Las rosas son las flores más apreciadas en Afganistán, orgullo tanto de los hombres como de las mujeres. Los porteros y los choferes de la oficina, cuando no están atareados se entretienen arreglando el jardín, comprando matas y podando las rosas. De salida para las clínicas, yo corto una (la que me salga mejor con la pañoleta) y me la pongo detrás de una oreja. Suena súper cursi pero así como aquí no hay ni acueducto ni alcantarillado, tampoco hay reglas que dominen la moda. Todo vale: mezclar colores y telas, flores en el pelo, mirella en las manos, pulseras en los pies. Inclusive, como no hay televisión, los niños varones se dejan poner chaquetas de la Barbie (segundazos importados de Europa) porque para ellos el rosado no es de mujeres y el azul no es de hombres. Lo único que es verdaderamente libre en Afganistán es la moda.

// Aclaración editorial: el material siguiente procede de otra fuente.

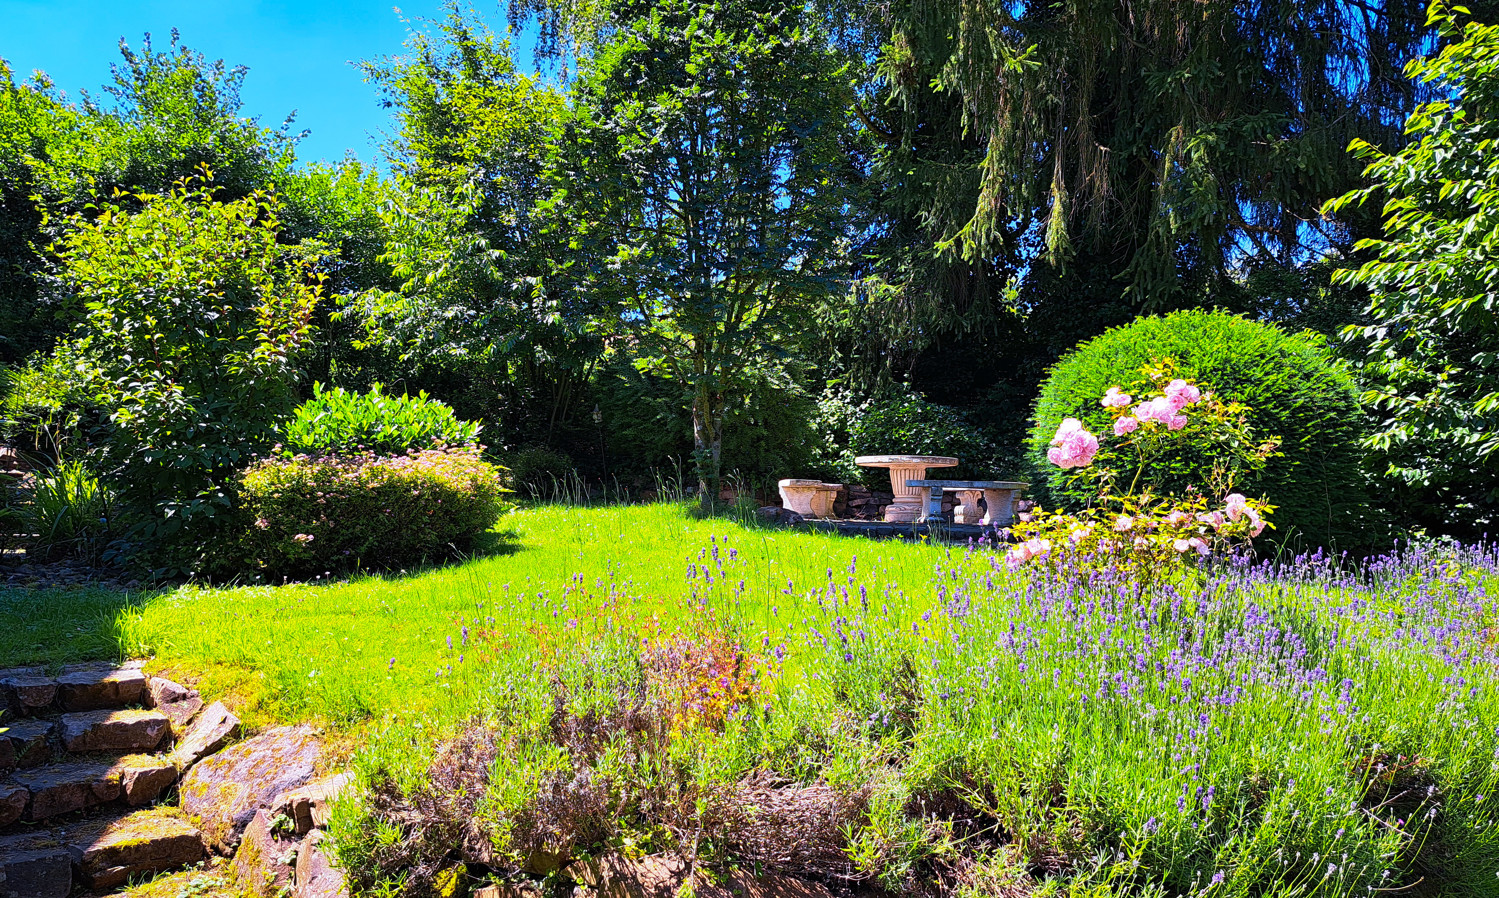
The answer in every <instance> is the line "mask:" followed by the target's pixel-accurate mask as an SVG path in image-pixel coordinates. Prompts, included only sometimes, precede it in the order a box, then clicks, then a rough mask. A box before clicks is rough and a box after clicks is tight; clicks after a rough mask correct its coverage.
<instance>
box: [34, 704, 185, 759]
mask: <svg viewBox="0 0 1499 898" xmlns="http://www.w3.org/2000/svg"><path fill="white" fill-rule="evenodd" d="M57 724H58V726H57V729H58V733H60V736H61V742H63V748H64V750H66V751H72V753H75V754H81V753H85V751H108V753H114V754H118V753H124V751H154V750H156V748H157V747H159V745H160V744H162V741H163V739H166V738H168V736H169V733H171V729H172V724H171V721H169V720H168V718H166V715H165V714H162V712H159V711H136V709H124V711H78V712H73V714H64V715H63V717H60V718H58V721H57Z"/></svg>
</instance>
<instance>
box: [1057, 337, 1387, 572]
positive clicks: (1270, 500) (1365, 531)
mask: <svg viewBox="0 0 1499 898" xmlns="http://www.w3.org/2000/svg"><path fill="white" fill-rule="evenodd" d="M1154 364H1171V366H1172V367H1174V370H1175V375H1177V376H1183V378H1189V379H1195V381H1196V382H1198V384H1199V385H1202V388H1205V390H1213V391H1216V393H1217V394H1219V396H1222V397H1223V399H1225V400H1229V402H1240V403H1243V405H1246V406H1249V408H1250V409H1252V412H1250V424H1252V426H1253V429H1255V433H1256V436H1258V438H1279V439H1280V447H1279V453H1280V454H1277V456H1273V457H1270V459H1268V460H1267V462H1265V466H1264V468H1262V469H1261V471H1259V472H1258V474H1255V475H1252V477H1250V480H1249V481H1246V483H1241V484H1240V486H1238V489H1240V490H1241V492H1244V493H1247V495H1255V496H1258V498H1262V499H1265V501H1268V502H1270V504H1273V505H1276V507H1277V510H1276V513H1274V517H1273V522H1274V528H1276V529H1274V531H1271V534H1273V538H1274V540H1276V541H1277V543H1291V544H1310V546H1328V547H1337V549H1358V547H1367V546H1372V544H1375V543H1379V541H1381V537H1379V529H1378V522H1376V516H1375V514H1373V511H1372V510H1370V504H1369V493H1367V486H1366V484H1367V480H1366V474H1364V466H1363V451H1361V448H1360V441H1361V438H1363V436H1364V426H1366V424H1364V417H1363V412H1361V411H1360V408H1358V391H1357V388H1355V384H1354V379H1352V376H1351V375H1349V373H1348V370H1346V369H1345V366H1342V364H1340V363H1339V361H1337V360H1336V358H1334V355H1333V352H1331V351H1330V348H1328V346H1327V343H1325V342H1324V340H1322V337H1319V336H1316V334H1310V333H1303V334H1289V333H1286V331H1283V330H1280V328H1279V327H1276V325H1273V324H1262V322H1256V321H1249V319H1246V318H1241V316H1238V315H1231V313H1228V312H1201V310H1190V312H1174V313H1171V315H1165V316H1148V318H1138V319H1135V321H1133V322H1130V324H1126V325H1123V327H1117V328H1112V330H1109V331H1106V333H1103V334H1100V336H1097V337H1094V339H1091V340H1088V342H1085V343H1082V345H1079V346H1078V348H1076V349H1073V351H1072V352H1070V354H1067V355H1066V357H1063V358H1061V361H1058V363H1057V364H1055V366H1054V367H1052V370H1051V373H1049V376H1048V378H1046V382H1045V384H1043V385H1042V393H1040V397H1039V399H1037V402H1036V414H1034V418H1033V429H1031V436H1030V448H1031V459H1033V462H1034V465H1036V466H1037V469H1039V471H1040V475H1042V477H1045V478H1046V486H1048V487H1049V492H1051V496H1052V499H1054V501H1060V502H1063V504H1066V505H1072V507H1079V505H1084V504H1087V501H1088V499H1090V498H1091V496H1093V495H1096V486H1094V484H1091V483H1082V481H1078V480H1075V478H1073V477H1072V474H1073V472H1069V471H1063V469H1061V468H1057V466H1054V465H1049V463H1048V462H1046V448H1048V445H1049V442H1051V439H1052V436H1054V435H1055V432H1057V426H1058V424H1060V423H1061V421H1063V418H1069V417H1070V418H1079V420H1081V421H1082V423H1084V424H1085V426H1087V427H1088V430H1091V432H1094V433H1099V435H1100V438H1102V439H1105V441H1108V439H1111V433H1109V415H1108V412H1106V409H1103V408H1102V406H1100V405H1099V399H1102V396H1103V393H1105V391H1106V390H1108V388H1109V387H1115V385H1117V387H1124V388H1126V390H1127V388H1129V387H1130V384H1133V382H1136V381H1139V379H1141V372H1142V369H1145V367H1148V366H1154ZM1163 463H1165V465H1168V466H1169V471H1163V472H1159V474H1160V477H1159V478H1160V480H1163V481H1166V483H1171V484H1178V486H1181V484H1190V483H1199V484H1201V483H1205V481H1207V480H1208V474H1210V472H1211V469H1213V463H1214V457H1213V453H1211V451H1210V450H1208V448H1207V447H1201V448H1199V451H1193V450H1192V447H1190V444H1187V445H1186V448H1184V450H1183V451H1181V453H1177V454H1175V457H1169V459H1165V460H1163Z"/></svg>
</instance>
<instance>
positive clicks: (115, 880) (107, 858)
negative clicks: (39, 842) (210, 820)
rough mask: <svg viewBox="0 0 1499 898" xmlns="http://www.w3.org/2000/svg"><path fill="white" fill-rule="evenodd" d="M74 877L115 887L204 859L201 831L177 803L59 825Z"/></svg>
mask: <svg viewBox="0 0 1499 898" xmlns="http://www.w3.org/2000/svg"><path fill="white" fill-rule="evenodd" d="M57 841H60V843H63V844H64V846H67V853H69V858H70V861H72V864H73V873H75V877H76V880H78V882H81V883H82V885H84V886H87V888H90V889H114V888H117V886H123V885H124V883H126V882H129V880H132V879H139V877H142V876H150V874H156V873H165V871H169V870H180V868H183V867H187V865H192V864H196V862H199V861H202V859H204V856H205V855H207V850H205V849H204V844H202V835H201V834H199V832H198V829H196V828H195V826H192V825H190V823H189V822H187V820H186V819H184V817H183V816H181V813H180V811H177V808H151V810H148V811H133V813H129V814H118V816H112V817H103V819H97V820H85V822H82V823H76V825H72V826H64V828H58V829H57Z"/></svg>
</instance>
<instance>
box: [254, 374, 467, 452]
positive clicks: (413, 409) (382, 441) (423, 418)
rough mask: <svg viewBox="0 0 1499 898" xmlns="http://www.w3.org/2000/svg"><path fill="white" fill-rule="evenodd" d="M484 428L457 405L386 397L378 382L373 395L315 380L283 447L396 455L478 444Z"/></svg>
mask: <svg viewBox="0 0 1499 898" xmlns="http://www.w3.org/2000/svg"><path fill="white" fill-rule="evenodd" d="M478 432H480V426H478V424H477V423H474V421H463V420H459V417H457V415H454V414H453V409H451V408H448V406H447V405H444V403H441V402H438V400H436V399H427V394H426V393H418V394H417V396H385V394H384V393H382V387H381V385H379V384H375V385H373V387H370V390H369V393H349V391H348V390H345V388H342V387H334V388H333V390H324V388H322V384H313V387H312V399H309V400H307V402H304V403H301V405H300V406H297V412H295V414H294V415H292V418H291V421H288V423H286V424H285V426H283V427H282V445H283V448H286V450H288V451H289V453H291V454H297V453H307V454H327V453H363V451H370V453H378V454H384V456H393V454H397V453H403V451H406V450H426V448H439V447H444V445H475V444H477V442H478Z"/></svg>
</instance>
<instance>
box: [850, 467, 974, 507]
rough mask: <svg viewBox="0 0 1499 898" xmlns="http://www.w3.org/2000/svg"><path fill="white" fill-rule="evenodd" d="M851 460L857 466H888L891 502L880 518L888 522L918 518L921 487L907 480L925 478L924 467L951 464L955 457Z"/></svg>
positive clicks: (864, 467)
mask: <svg viewBox="0 0 1499 898" xmlns="http://www.w3.org/2000/svg"><path fill="white" fill-rule="evenodd" d="M854 463H856V465H859V466H860V468H889V469H890V492H893V493H895V502H893V504H890V507H889V508H886V510H884V520H887V522H890V523H911V522H916V520H920V519H922V490H920V487H913V486H907V484H905V481H908V480H925V478H926V469H928V468H953V466H956V465H958V459H953V457H950V456H859V457H857V459H854Z"/></svg>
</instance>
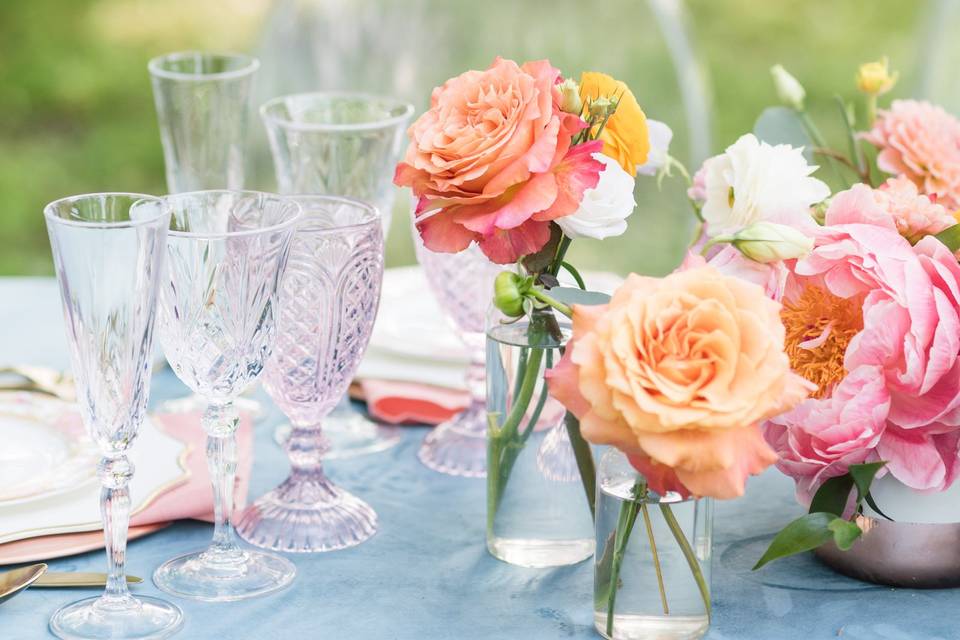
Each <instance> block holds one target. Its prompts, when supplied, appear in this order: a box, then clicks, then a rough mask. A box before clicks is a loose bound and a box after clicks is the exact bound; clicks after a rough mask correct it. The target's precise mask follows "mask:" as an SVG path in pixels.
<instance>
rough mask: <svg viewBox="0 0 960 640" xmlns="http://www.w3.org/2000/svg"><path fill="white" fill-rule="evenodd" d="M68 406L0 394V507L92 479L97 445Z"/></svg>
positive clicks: (10, 395) (17, 393) (71, 486)
mask: <svg viewBox="0 0 960 640" xmlns="http://www.w3.org/2000/svg"><path fill="white" fill-rule="evenodd" d="M68 406H69V405H67V404H66V403H63V402H61V401H59V400H56V399H54V398H51V397H49V396H43V395H41V394H37V393H4V394H0V443H3V444H2V446H0V507H2V506H8V505H12V504H23V503H25V502H29V501H31V500H37V499H44V498H49V497H51V496H55V495H59V494H61V493H64V492H66V491H72V490H74V489H76V488H77V487H78V486H81V485H84V484H86V483H89V482H92V481H93V480H94V479H95V473H96V469H95V467H96V463H97V460H98V459H99V457H100V456H99V454H98V451H97V447H96V445H95V444H94V443H93V442H92V441H91V440H90V438H89V437H87V435H86V433H85V431H84V429H83V425H82V424H80V422H79V420H76V419H71V414H70V412H69V411H68Z"/></svg>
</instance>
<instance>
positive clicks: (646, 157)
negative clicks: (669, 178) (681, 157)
mask: <svg viewBox="0 0 960 640" xmlns="http://www.w3.org/2000/svg"><path fill="white" fill-rule="evenodd" d="M580 98H581V99H582V100H583V103H584V104H587V105H589V104H590V102H592V101H595V100H597V99H599V98H606V99H608V100H612V101H614V102H616V103H617V110H616V112H614V114H613V115H612V116H610V118H609V119H608V120H607V124H606V125H605V126H604V127H603V131H602V132H601V133H600V139H601V140H603V153H604V154H605V155H607V156H610V157H611V158H613V159H614V160H616V161H617V163H618V164H619V165H620V166H621V167H623V169H624V171H626V172H627V173H629V174H630V175H631V176H635V175H637V166H639V165H642V164H644V163H646V161H647V154H648V153H649V151H650V134H649V132H648V131H647V116H645V115H644V113H643V109H641V108H640V105H639V104H638V103H637V99H636V98H635V97H634V96H633V93H632V92H631V91H630V88H629V87H627V85H626V84H624V83H623V82H620V81H619V80H615V79H613V78H612V77H610V76H608V75H607V74H605V73H598V72H596V71H586V72H584V73H583V74H582V75H581V76H580Z"/></svg>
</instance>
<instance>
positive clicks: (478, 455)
mask: <svg viewBox="0 0 960 640" xmlns="http://www.w3.org/2000/svg"><path fill="white" fill-rule="evenodd" d="M413 235H414V238H413V243H414V246H415V247H416V251H417V260H418V261H419V262H420V264H421V266H423V271H424V274H425V275H426V277H427V282H429V283H430V288H431V290H432V291H433V295H434V297H435V298H436V299H437V302H438V303H439V304H440V308H441V309H443V310H444V312H445V313H446V315H447V318H448V320H450V321H452V322H453V325H454V327H455V328H456V330H457V335H459V336H460V339H461V340H462V341H463V343H464V345H466V347H467V350H468V352H469V354H470V365H469V367H468V369H467V389H468V391H469V392H470V404H469V405H468V406H467V408H466V409H464V410H463V411H461V412H460V413H458V414H457V415H455V416H453V417H452V418H450V419H449V420H447V421H446V422H444V423H442V424H439V425H437V426H436V427H435V428H434V429H433V430H431V431H430V433H429V434H427V437H426V438H425V439H424V441H423V444H422V445H421V446H420V450H419V451H418V452H417V457H418V458H420V461H421V462H423V464H425V465H427V466H428V467H430V468H431V469H433V470H434V471H439V472H441V473H446V474H449V475H452V476H466V477H469V478H483V477H485V476H486V469H487V405H486V402H487V387H486V365H485V362H486V357H485V355H486V333H485V323H486V318H487V308H488V307H489V306H490V300H491V296H492V295H493V281H494V279H495V278H496V277H497V274H498V273H499V272H500V271H501V269H502V268H503V267H502V266H499V265H496V264H494V263H492V262H490V260H489V259H487V257H486V256H485V255H483V252H482V251H480V249H479V247H477V245H475V244H473V245H471V246H470V247H469V248H467V249H466V250H465V251H461V252H459V253H435V252H433V251H430V250H429V249H427V248H426V247H425V246H423V241H422V240H420V234H419V233H417V230H416V228H414V230H413Z"/></svg>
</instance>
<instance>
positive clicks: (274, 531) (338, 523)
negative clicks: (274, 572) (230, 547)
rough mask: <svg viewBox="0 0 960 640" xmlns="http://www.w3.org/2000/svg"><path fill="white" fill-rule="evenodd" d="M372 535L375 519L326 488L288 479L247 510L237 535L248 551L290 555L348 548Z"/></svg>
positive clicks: (319, 485) (332, 491)
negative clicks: (241, 541)
mask: <svg viewBox="0 0 960 640" xmlns="http://www.w3.org/2000/svg"><path fill="white" fill-rule="evenodd" d="M376 531H377V514H376V512H375V511H374V510H373V509H372V508H371V507H370V505H368V504H367V503H366V502H364V501H363V500H360V499H359V498H357V497H356V496H354V495H353V494H351V493H349V492H347V491H344V490H343V489H341V488H339V487H337V486H336V485H333V484H331V483H330V482H329V481H327V480H325V479H321V480H319V481H306V482H295V481H294V480H292V479H288V480H287V481H286V482H284V483H283V484H282V485H280V486H279V487H278V488H276V489H274V490H273V491H271V492H270V493H268V494H267V495H265V496H263V497H262V498H260V499H259V500H257V501H256V502H254V503H253V504H252V505H250V506H249V507H247V508H246V509H245V510H244V512H243V514H242V515H241V516H240V519H239V521H238V522H237V533H239V534H240V537H241V538H243V539H244V540H246V541H247V542H249V543H250V544H252V545H255V546H258V547H264V548H266V549H273V550H275V551H288V552H294V553H312V552H319V551H333V550H336V549H345V548H347V547H353V546H355V545H358V544H360V543H361V542H363V541H365V540H367V539H368V538H370V536H372V535H373V534H374V533H376Z"/></svg>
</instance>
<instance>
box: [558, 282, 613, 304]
mask: <svg viewBox="0 0 960 640" xmlns="http://www.w3.org/2000/svg"><path fill="white" fill-rule="evenodd" d="M550 296H551V297H552V298H555V299H557V300H559V301H560V302H563V303H564V304H585V305H589V306H593V305H597V304H607V303H608V302H610V296H609V295H607V294H605V293H600V292H599V291H584V290H583V289H577V288H576V287H557V288H555V289H550Z"/></svg>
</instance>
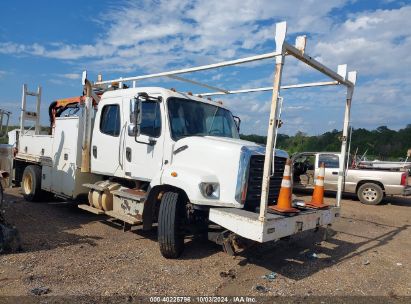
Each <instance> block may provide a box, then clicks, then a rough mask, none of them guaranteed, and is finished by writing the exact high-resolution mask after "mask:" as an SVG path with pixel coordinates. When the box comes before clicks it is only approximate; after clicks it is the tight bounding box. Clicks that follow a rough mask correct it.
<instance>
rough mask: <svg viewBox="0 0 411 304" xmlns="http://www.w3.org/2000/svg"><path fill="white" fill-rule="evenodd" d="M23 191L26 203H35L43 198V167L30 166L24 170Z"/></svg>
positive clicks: (23, 195)
mask: <svg viewBox="0 0 411 304" xmlns="http://www.w3.org/2000/svg"><path fill="white" fill-rule="evenodd" d="M21 189H22V190H23V196H24V199H25V200H26V201H29V202H33V201H37V200H39V199H40V196H41V167H39V166H35V165H30V166H27V167H26V168H25V169H24V172H23V177H22V179H21Z"/></svg>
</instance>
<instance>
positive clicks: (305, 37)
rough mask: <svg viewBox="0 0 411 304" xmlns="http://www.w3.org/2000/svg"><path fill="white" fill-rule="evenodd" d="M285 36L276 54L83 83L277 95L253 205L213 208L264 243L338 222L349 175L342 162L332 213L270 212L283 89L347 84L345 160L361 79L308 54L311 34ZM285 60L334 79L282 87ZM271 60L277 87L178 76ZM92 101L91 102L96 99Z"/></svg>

Cuando uno camina por las calles de Kabul y en algunas veredas aledañas, se encuentra con muchos hombres que llevan una rosa entre los dientes. Se ven muy cómicos porque son muy masculinos, con la barba larga y negra, con ojos verdes que parecen poseídos por el demonio, con turbantes enormes y entre los labios una rosa. En las calles los hombres paran en los antejardines de las casas, se agachan, cierran los ojos y se inhalan el aroma de las rosas y las toman entre las manos delicadamente para no dañarlas; son machos en todo su esplendor pero ante una rosa se vuelven los más suaves de los suaves. Se ponen una rosa entre los labios porque les encanta el olor.
Los contrastes en este país son sorprendentes, los hombres son los más agresivos del mundo pero al mismo tiempo se sientan horas en mangas a tomar té y a recitar poesía. Quién lo creyera, pero al igual que las rosas, la poesía les encanta. En la cultura persa, la poesía es importante y desde chiquitos los niños recitan historias de amor. En la estación de policía que queda al lado de la clínica, los policías montan la ametralladora en una mesa y le meten por el barril un ramo de rosas.